This has been a year of heroes and zeros like no other. One of the more recent heroes is Jimmy Katz of Giant Step Arts, who has stepped in to program a world-class series of weekend afternoon outdoor jazz concerts in Central Park at a time when musicians have arguably become more imperiled than at any other point in world history. Of the many nonprofits advocating for jazz artists, Katz’s is one of the most ambitious. Before the lockdown, he was booking a series of concerts at the Jazz Gallery, recording them for release on album and also on video, putting his own talent behind the lens to good use. Sunday afternoon’s performance on the southern end of the Central Park mall by vibraphonist Joel Ross and his quartet wasn’t like a hot Saturday night at Smalls or the Vanguard, but that didn’t seem to be the point anyway. Instead, a small, transient but generally very attentive crowd of maybe fifty people, at the most, scattered around the statue towering over the band, were treated to a thoughtful, very purposeful and occasionally outright haunting show.
Until we get Smalls and the Vanguard back again, in the short run this seems to be the future of live music in New York: communities coming together to support each other. Lately the park has become a pretty much daylong jazz festival, buskers everywhere, and several of them threw some of their own hard-earned cash into tenor saxophonist Sergio Tabanico’s open case as they passed by. A toddler sprinted up to the group in a joyous attempt to become their dancer, and the band loved it. His muzzled mom snatched him away: the child was distraught.
With mist from Tabanico’s sax and glimmer from Ross’ vibes, pedal down all the way, the group launched into the show with a wary take of what sounded like John Coltrane’s Birmingham.
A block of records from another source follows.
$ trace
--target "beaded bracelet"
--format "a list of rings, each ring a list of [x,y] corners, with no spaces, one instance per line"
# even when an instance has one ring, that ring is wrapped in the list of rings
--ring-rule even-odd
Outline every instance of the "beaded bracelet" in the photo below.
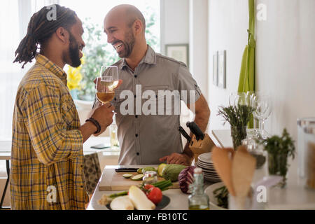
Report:
[[[92,122],[97,128],[97,130],[94,134],[98,134],[98,133],[101,132],[101,125],[99,125],[99,123],[97,120],[96,120],[93,118],[90,118],[89,119],[85,120],[85,122],[88,122],[88,121]]]

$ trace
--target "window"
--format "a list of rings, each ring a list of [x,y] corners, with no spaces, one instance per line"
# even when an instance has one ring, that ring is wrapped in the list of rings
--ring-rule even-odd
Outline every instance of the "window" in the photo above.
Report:
[[[160,1],[99,1],[89,0],[3,0],[0,13],[0,139],[10,140],[12,134],[12,117],[18,85],[34,63],[27,64],[21,69],[20,64],[13,64],[14,52],[18,44],[25,36],[28,22],[35,12],[45,6],[59,4],[61,6],[74,10],[81,20],[89,21],[90,24],[98,26],[101,30],[100,43],[105,44],[104,50],[113,58],[116,58],[111,46],[106,44],[106,36],[103,33],[103,20],[107,12],[113,6],[120,4],[134,5],[146,20],[148,29],[146,38],[149,44],[157,52],[160,50]],[[10,22],[8,22],[10,21]],[[84,24],[85,25],[85,23]],[[85,31],[85,33],[87,33]],[[85,34],[87,35],[88,34]],[[83,50],[88,51],[88,47]],[[64,68],[66,70],[66,68]]]

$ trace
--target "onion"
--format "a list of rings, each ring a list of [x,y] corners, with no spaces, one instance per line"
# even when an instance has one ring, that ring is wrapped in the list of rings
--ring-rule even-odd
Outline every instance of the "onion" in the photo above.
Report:
[[[179,188],[185,194],[188,192],[189,186],[194,182],[194,169],[196,167],[188,167],[183,169],[178,175]]]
Drummer Craig Weinrib methodically worked his way up to the loose-limbed swing that would propel most of the set: like his bandmates, he was pacing himself. Tabanico set the stage for the rest of his afternoon, building slowly to a coda of insistent bursts and occasional shrieks against the beat.
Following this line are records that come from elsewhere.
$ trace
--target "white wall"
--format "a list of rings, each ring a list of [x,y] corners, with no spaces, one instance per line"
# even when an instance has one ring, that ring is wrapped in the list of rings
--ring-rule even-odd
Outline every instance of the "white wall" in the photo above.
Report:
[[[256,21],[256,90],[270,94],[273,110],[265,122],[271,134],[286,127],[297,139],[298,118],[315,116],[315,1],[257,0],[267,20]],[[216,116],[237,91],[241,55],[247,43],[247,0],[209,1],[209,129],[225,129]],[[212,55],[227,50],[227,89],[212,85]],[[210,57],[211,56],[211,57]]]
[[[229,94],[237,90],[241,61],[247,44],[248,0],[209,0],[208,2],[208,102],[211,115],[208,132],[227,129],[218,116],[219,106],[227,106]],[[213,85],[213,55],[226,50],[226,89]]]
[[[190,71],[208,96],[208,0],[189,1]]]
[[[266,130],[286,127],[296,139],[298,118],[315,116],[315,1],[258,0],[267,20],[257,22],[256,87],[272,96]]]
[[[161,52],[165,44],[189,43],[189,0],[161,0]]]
Bassist Rashaan Carter maintained a more undulating, bubbling approach throughout the set, airing out his extended technique with harmonics in a couple of low-key solos. The bandleader was as terse as always, whether driving through steady but increasingly intense volleys of eighth notes, or providing spacious, judiciously ringing ambience behind the rest of the group.
One of the high points of Ross’ afternoon was an absolutely gorgeous, creepily tritone-infused solo to open the broodingly modal but increasingly funky third number. Another was the rivetingly allusive solo he took during an otherwise upbeat, bluesy swing tune toward the end. The group hinted they’d go further in a latin direction with a catchy, vamping minor-key number punctuated by another emphatically rhythmic Tabanico solo, but ended up holding back.
A return to pensive minor-key balladry – more Trane, maybe? – gave Ross a springboard for a stiletto-precise solo where he completely took the pedal off: it was almost as if he was playing a steel pan. Ross’ next scheduled gig is this Oct 9 at 4 PM with the Jazz Gallery Allstars at the Kennedy Center in Washington, DC.
This particular Central Park series continues on Sept 26 at around 1:30 PM with drummer Nasheet Waits and saxophonist Mark Turner, plus Carter on bass again. It’s possible the players may not be at this exact location – on this particular afternoon, there was every possible kind of sonic competition further north, so sometimes you have to move around the park a little. The mall extends from the skating rink to the north, past the Naumburg Bandshell to about five blocks further south. The closest entrance is probably at 72nd St. and Central Park West.